Podopieczni Przemysława Frasunkiewicza przegrali z MKS-em Dąbrowa Górnicza i Miastem Szkła Krosno. O ile porażka na inaugurację była do przewidzenia, to raczej mało kto zakładał przegraną z beniaminkiem TBL.
Po tych porażkach pojawiły się głosy: Asseco Gdynia nie zdoła się utrzymać na poziomie PLK. Z takimi opiniami nie zgadza się Filip Matczak, choć nie ukrywa, że gra zespołu nie wygląda w tym momencie najlepiej.
- Rozegraliśmy dopiero dwa mecze. Spokojnie z tymi wszystkimi ocenami. Mamy dwie porażki na koncie, ale musimy grać dalej. Nie możemy opuszczać głów, bo takie działanie nic nam nie da - zauważa.
Martwią początki spotkań. Gdynianie w Dąbrowie Górniczej rozpoczęli mecz od stanu 2:15, z kolei z Miastem Szkła Krosno 8:24. Trudno w ten sposób wygrać mecz na poziomie PLK.
ZOBACZ WIDEO Słynni sportowcy na zdjęciach z dzieciństwa. Rozpoznasz ich?
- Początki nie są najlepsze w naszym wykonaniu. Przegrywamy pierwsze kwarty dużą różnicą punktów i później musimy gonić rywali. Ten element trzeba jak najszybciej wyeliminować - przyznaje gracz Asseco Gdynia.
- Krosno trafiało sporo trójek, dobrymi rzutami napędzali się. U nas brakowało tej skuteczności - dodaje Matczak.
Po przerwie do odrabiania strat rzucili się gospodarze.
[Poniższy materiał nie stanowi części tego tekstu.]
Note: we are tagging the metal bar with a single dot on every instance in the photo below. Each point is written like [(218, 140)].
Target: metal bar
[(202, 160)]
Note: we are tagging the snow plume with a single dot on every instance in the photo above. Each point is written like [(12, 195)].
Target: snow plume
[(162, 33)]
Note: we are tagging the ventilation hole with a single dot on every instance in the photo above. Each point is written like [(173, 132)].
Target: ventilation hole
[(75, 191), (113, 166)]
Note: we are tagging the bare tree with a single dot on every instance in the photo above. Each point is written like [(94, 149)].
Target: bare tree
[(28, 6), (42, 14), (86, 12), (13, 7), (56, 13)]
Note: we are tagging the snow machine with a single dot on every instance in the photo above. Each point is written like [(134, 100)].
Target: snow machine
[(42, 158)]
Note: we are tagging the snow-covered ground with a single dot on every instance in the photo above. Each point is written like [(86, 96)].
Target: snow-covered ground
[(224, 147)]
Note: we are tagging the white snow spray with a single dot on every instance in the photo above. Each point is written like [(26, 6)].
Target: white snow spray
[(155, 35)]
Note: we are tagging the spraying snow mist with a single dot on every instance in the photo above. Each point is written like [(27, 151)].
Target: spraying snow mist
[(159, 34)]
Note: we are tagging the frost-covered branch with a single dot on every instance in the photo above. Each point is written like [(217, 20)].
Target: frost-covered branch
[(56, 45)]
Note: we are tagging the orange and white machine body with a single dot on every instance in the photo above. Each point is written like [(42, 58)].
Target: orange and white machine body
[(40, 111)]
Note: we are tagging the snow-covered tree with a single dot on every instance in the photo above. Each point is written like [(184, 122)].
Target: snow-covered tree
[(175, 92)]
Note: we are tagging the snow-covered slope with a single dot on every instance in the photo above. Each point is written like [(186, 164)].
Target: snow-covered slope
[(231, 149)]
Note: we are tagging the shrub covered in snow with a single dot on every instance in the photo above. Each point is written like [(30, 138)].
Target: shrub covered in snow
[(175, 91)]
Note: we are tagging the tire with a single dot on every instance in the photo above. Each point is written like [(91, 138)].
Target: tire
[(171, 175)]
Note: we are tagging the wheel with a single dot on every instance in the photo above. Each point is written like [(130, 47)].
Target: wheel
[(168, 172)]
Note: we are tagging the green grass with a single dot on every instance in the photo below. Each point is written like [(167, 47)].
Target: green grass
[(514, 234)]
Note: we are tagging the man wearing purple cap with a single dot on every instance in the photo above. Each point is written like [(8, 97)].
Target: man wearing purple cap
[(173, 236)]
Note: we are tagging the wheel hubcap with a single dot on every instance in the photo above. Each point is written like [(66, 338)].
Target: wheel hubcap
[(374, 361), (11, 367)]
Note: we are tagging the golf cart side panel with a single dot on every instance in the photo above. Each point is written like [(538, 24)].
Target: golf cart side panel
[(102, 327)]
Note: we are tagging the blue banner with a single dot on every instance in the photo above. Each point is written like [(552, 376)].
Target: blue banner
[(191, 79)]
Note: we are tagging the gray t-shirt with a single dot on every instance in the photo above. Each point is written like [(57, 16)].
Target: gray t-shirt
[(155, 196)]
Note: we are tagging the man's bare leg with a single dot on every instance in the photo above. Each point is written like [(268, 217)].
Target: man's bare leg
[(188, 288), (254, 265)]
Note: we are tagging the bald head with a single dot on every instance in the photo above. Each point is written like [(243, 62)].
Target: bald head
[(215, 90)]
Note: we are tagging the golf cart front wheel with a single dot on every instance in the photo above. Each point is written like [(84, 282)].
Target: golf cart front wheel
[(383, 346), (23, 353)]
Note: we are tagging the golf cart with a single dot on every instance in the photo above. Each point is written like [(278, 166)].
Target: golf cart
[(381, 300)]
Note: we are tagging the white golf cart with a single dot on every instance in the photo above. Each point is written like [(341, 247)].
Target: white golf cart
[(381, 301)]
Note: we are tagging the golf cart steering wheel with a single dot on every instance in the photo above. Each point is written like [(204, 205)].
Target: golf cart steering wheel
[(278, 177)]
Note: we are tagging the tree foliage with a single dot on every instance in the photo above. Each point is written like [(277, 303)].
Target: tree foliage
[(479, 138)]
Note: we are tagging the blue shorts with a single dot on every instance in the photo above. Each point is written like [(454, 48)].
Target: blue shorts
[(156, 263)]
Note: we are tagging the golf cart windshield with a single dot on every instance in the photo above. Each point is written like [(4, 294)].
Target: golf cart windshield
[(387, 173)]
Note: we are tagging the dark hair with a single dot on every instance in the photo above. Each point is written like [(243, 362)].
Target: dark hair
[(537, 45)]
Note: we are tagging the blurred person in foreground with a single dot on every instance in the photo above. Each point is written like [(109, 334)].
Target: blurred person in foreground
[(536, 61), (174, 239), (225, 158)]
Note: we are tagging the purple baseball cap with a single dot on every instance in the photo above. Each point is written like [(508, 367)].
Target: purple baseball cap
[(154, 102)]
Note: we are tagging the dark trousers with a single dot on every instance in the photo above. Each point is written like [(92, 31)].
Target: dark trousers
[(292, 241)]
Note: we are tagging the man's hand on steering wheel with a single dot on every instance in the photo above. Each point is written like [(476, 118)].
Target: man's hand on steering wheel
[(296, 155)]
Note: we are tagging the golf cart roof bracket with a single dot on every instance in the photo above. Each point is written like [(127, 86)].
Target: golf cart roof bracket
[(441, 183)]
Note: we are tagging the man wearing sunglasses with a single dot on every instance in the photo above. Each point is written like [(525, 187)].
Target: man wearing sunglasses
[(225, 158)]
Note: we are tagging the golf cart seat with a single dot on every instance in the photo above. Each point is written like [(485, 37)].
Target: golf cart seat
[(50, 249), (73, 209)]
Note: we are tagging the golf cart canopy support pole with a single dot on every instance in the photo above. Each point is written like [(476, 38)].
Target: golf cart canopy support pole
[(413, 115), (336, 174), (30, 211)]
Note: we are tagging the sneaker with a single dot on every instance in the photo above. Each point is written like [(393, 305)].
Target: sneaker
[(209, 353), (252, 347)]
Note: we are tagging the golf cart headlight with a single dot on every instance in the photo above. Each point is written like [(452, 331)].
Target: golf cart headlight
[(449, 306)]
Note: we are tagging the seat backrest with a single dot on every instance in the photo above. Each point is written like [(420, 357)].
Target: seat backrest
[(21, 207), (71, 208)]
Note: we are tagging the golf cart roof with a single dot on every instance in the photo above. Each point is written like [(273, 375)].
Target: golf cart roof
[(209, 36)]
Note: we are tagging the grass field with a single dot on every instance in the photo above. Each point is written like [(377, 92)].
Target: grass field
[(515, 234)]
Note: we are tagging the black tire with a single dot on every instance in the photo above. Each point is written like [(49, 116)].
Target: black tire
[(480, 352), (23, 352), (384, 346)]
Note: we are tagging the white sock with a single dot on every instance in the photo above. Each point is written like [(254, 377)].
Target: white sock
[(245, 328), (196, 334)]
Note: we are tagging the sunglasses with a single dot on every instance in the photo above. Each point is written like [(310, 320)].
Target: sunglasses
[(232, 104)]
Zbliżyli się na pięć punktów do Miasta Szkła. To był fragment dobrej gry Asseco, które było agresywne w obronie i szybko przechodziło z piłką do ataku. Krośnianie nie umieli znaleźć na to odpowiedzi.
- Momentami gramy naprawdę dobrą koszykówkę. Ale są to jak na razie tylko momenty. Musimy pracować nad tym, by grać w ten sposób cały czas - komentuje jeden z liderów gdańskiej ekipy.
Gdynianie zaczęli nowy sezon od bilansu 0:2, ale on może jeszcze gorzej wyglądać, ponieważ w następnych kolejkach podopieczni Frasunkiewicza zmierzą się z Energą Czarnymi Słupsk i Polfarmexem Kutno.